DNS servers 8.8.8.8 and 8.8.4.4? I doubt that would allow Hilton is hijack DNS to point you to their captive portal like plenty of captive portals love to do.
Also did you try to connect with another device to the wifi and see the URL of the captive portal? Sometimes it’s easiest to just call that url after connecting to the wifi of the travelrouter.
Also what DNS servers does that other device receive?
TTL can be rewritten, so that wouldn’t help hotels: iptables -t mangle -I POSTROUTING -o wwan -j TTL --ttl-set 65
Wow, the help from all of you is just amazing! Thank you so much!
I ended up using “MAC Clone”:
Login to the captive WiFi if Hilton using my device
Afterwards, on the same device connecting to my Beryl
In the left side menu of the web admin panel go to MORE SETTINGS → MAC Clone
In the drop down box labelled “Your Router WAN” choose the same value you can see above under “Your Current Client” (on the same page).
This clones the MAC address of my current device to the router, pretty cool.
Here is some explanation I received from the support: It is used especially in hotel when the network checks your MAC address. For example, if you got your smartphone registered on the network, you can clone the MAC address of your smartphone to the router so that the router can also connect to the network.

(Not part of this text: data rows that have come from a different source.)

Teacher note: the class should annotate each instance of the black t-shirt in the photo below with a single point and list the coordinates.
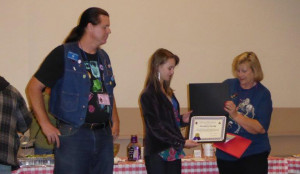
(52, 69)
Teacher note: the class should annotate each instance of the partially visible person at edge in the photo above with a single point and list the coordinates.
(249, 112)
(14, 117)
(164, 142)
(81, 79)
(41, 144)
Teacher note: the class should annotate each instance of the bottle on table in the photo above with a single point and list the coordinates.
(134, 149)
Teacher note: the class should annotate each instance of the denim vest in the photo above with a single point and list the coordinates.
(70, 95)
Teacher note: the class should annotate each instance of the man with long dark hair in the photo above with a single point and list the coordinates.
(81, 79)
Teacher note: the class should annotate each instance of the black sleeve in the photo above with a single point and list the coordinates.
(52, 68)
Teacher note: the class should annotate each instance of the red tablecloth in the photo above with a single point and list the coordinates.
(293, 165)
(276, 166)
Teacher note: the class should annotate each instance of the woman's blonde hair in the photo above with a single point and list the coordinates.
(251, 59)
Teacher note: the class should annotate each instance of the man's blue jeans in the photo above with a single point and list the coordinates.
(5, 169)
(84, 151)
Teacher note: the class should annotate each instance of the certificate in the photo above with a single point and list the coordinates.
(204, 129)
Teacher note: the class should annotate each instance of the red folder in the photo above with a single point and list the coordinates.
(235, 147)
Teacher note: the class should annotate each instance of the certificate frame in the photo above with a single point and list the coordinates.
(208, 129)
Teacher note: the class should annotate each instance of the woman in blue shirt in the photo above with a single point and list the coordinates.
(249, 110)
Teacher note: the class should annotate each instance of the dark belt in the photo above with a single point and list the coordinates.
(94, 126)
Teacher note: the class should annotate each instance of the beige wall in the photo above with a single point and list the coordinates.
(206, 34)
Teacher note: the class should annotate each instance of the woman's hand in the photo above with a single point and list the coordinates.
(231, 108)
(186, 117)
(190, 144)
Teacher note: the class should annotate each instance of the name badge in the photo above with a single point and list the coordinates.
(72, 56)
(103, 99)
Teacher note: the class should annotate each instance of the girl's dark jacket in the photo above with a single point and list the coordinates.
(162, 131)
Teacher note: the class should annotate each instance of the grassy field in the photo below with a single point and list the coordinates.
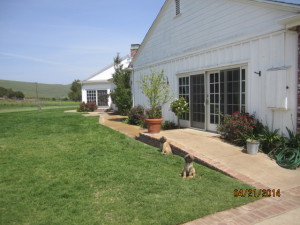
(44, 90)
(63, 168)
(28, 105)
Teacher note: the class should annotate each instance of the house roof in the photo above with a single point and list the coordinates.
(293, 5)
(294, 2)
(104, 75)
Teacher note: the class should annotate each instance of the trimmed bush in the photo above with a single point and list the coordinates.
(168, 125)
(87, 107)
(136, 115)
(236, 128)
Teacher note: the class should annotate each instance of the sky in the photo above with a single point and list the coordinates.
(58, 41)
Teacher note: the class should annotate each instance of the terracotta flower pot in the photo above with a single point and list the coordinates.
(154, 125)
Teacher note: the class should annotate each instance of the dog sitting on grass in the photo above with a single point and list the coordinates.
(188, 170)
(165, 146)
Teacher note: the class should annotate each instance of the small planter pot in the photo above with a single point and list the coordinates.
(154, 125)
(252, 146)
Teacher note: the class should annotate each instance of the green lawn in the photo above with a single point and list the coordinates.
(63, 168)
(29, 105)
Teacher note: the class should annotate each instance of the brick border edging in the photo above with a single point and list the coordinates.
(210, 163)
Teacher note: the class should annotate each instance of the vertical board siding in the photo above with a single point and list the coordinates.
(203, 23)
(260, 54)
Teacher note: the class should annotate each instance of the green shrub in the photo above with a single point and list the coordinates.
(87, 107)
(236, 128)
(154, 113)
(168, 125)
(156, 88)
(136, 115)
(179, 107)
(269, 139)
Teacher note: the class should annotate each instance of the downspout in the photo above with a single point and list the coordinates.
(298, 82)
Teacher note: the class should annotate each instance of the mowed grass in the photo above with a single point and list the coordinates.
(29, 105)
(63, 168)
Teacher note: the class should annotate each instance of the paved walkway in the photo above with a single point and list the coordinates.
(257, 170)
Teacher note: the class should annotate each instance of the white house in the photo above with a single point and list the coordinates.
(225, 56)
(99, 86)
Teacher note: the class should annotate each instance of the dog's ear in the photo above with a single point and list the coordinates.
(162, 139)
(189, 158)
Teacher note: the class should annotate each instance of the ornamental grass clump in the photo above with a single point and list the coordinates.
(136, 115)
(87, 107)
(238, 127)
(179, 107)
(156, 88)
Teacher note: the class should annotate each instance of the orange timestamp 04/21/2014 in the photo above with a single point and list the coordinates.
(256, 193)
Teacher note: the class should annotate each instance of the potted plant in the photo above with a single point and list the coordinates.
(156, 88)
(179, 107)
(252, 144)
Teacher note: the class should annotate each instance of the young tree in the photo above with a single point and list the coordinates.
(75, 93)
(121, 95)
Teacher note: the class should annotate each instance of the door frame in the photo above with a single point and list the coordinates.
(206, 80)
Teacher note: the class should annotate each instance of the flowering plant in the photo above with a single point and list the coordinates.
(179, 107)
(156, 88)
(238, 127)
(87, 107)
(154, 113)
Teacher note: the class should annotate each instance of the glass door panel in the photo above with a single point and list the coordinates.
(197, 84)
(102, 98)
(214, 101)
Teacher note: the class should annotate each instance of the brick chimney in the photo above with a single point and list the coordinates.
(134, 48)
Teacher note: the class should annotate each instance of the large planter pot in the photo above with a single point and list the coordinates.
(252, 147)
(154, 125)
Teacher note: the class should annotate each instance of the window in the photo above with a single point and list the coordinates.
(102, 98)
(177, 4)
(184, 91)
(91, 95)
(232, 90)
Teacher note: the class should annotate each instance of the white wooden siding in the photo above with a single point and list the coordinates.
(109, 87)
(262, 53)
(205, 23)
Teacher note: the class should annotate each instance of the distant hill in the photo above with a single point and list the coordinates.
(44, 90)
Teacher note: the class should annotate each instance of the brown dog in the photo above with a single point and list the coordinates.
(188, 170)
(165, 146)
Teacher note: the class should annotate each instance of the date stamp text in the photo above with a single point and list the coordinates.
(256, 193)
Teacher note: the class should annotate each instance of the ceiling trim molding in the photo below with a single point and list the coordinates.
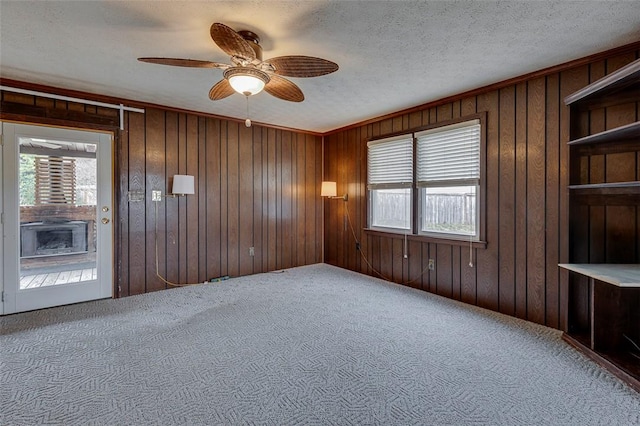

When the connection to the captive WiFi has expired you have to login with your device to Hilton’S captive WiFi again - I can live with that.
There are a several ways captive portals get a client to go to the portal:
One way is to make all HTTP traffic to a specific webserver, which then redirects you to the captive portal.
Another way would be ICMP redirection.
And yet another way is to hijack DNS to point the client to your captive portal.
All of them work different and each method deployed by the operator of the wifi-network may not work when settings on the client are not what that operator expected. Using another DNS-server may break some captive portals, while others might be fine. Each of the methods may have its drawbacks. For example if DNS records are resolved normally (but all HTTP traffic is rerouted), you may find someone doing some nice DNS-tunneling.
The GL Inet’s DNS resolver in the firmware probably also has DNS Rebind protection on by default (it should), which may also break some captive portals. (It may prevent local IPs in DNS results; That would break captive portals hosted on private IPs such as 10.0.0.0/8)
I’m not saying any of those cause the issues in this specific case, but it may have caused the reason why this specific captive portal did NOT want to load.
So shared this in another post as well, but for anyone else having this problem of difficulty connecting at a Hilton with the Captive Portal not appearing, this is what fixed it for me:
Go to the VPN Dashboard → VPN Client → Global Options, and uncheck “Block Non-VPN Traffic”. I also had to set my WireGuard to disabled to get the captive portal to come up. You can turn WireGuard back on once you’re connected.